Social media has brought fans and brands closer together than ever because the connection they forge is personal. Fans thrill over seeing pictures of celebs and beauty icons without makeup, reading the uncensored story of what bands are doing on the road via their Twitter accounts, and even getting behind-the-scenes looks at the offices of their favorite brands on Tumblr. They’ve come to expect such access — they want to know the real you.
In late 2011, Iggy Azalea rose to fame when she posted some videos of herself freestyle rapping on YouTube. They were a huge hit, and she seemed poised to become the next young star discovered via the power of social media. She has talent, and she has some impressive connections in the industry. But listening to her rap about “Murda Bizness” with T.I., something is off — it isn’t real. She projects an image of thug life, but she grew up on a ranging property in small-town Australia. The effect is the equivalent of listening to a great cover band — they do a good job of representing the sound, but they obviously didn’t “live” the music. In recent months, Azalea’s music career has stalled a bit as critics and listeners call her out for being fake or sounding “forced, as if she’s creating a voice that is just for her records.”

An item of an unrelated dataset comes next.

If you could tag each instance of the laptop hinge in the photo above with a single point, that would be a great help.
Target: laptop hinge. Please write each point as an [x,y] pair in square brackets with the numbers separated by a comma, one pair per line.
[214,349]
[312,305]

Demi Lovato ran into a similar problem of invention vs. authenticity when she began her career releasing albums under the perfectly polished persona of a Disney Channel star. She was a middling act. But when that veneer crumbled and fans got a glimpse of the girl behind the music, her singing career took off. No doubt her agents and reps worried that a teen star doing a stint in rehab would scare away fans (and parents). Instead of sweeping her personal life under the rug, however, Lovato opened up about her past and spoke honestly about her issues. She let her fans see the real her — in interviews and in her music — which is why her fans feel such a deep connection with her, and she with them.

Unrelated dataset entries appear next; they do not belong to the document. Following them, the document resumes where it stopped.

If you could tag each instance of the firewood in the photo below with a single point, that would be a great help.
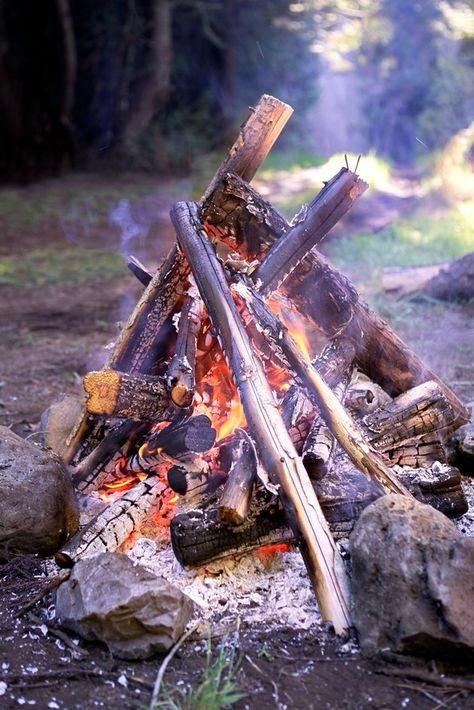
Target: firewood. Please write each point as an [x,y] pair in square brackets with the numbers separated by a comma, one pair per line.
[276,451]
[320,441]
[341,424]
[86,475]
[406,279]
[118,394]
[180,376]
[111,527]
[139,270]
[136,346]
[234,503]
[323,293]
[198,536]
[254,142]
[327,208]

Some stars manage to get it right from the start, such as Taylor Swift, who currently tops the Billboard Hot 100 chart. She’s maintained her good girl image throughout her career because that’s who she is. She may be occasionally criticized for her lack of “edginess” and being so squeaky clean, but if she had tried to infuse her music with a cutting tone, it simply wouldn’t fit, and her audience would have noticed that the image wasn’t genuine.

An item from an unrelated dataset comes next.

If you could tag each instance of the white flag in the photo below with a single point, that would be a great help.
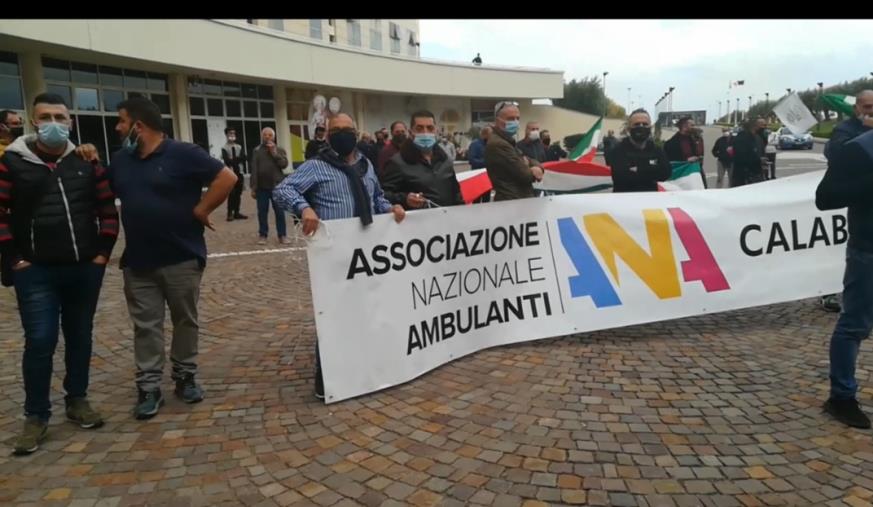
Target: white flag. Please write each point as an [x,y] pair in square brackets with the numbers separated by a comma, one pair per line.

The issue with inventing an image instead of being oneself is that today’s fans want to know everything about their favorite bands — and brands. They’ll research their origins, read all the interviews, and follow every word they say on social media. They don’t mind digging up news about their favorite stars making mistakes — when handled right, it can even make them more relatable — but if their idol’s back-story and image don’t match up, that just makes them fake.
Teens, in particular, have a fine-tuned sense for knowing when someone is trying too hard to be something they’re not. After all, they’re fully engulfed in the process of figuring out who they are, trying on various personas to see what fits and feels right and making adjustments on the way to self-actualization. And they can tell what fits and feels right for celebs and brands.
While brands aren’t people, fans still want to know the back-story of the brands they’re passionate about. Sharing that history helps fans discover the personality behind the products and creates a deeper connection with fans when the story is authentic and honest. It takes a lot of self-confidence and self-awareness for a star to present their real selves on stage, and the same is true for a brand connecting with its audience. But pulling back the curtain and showing fans and followers the real you has its rewards.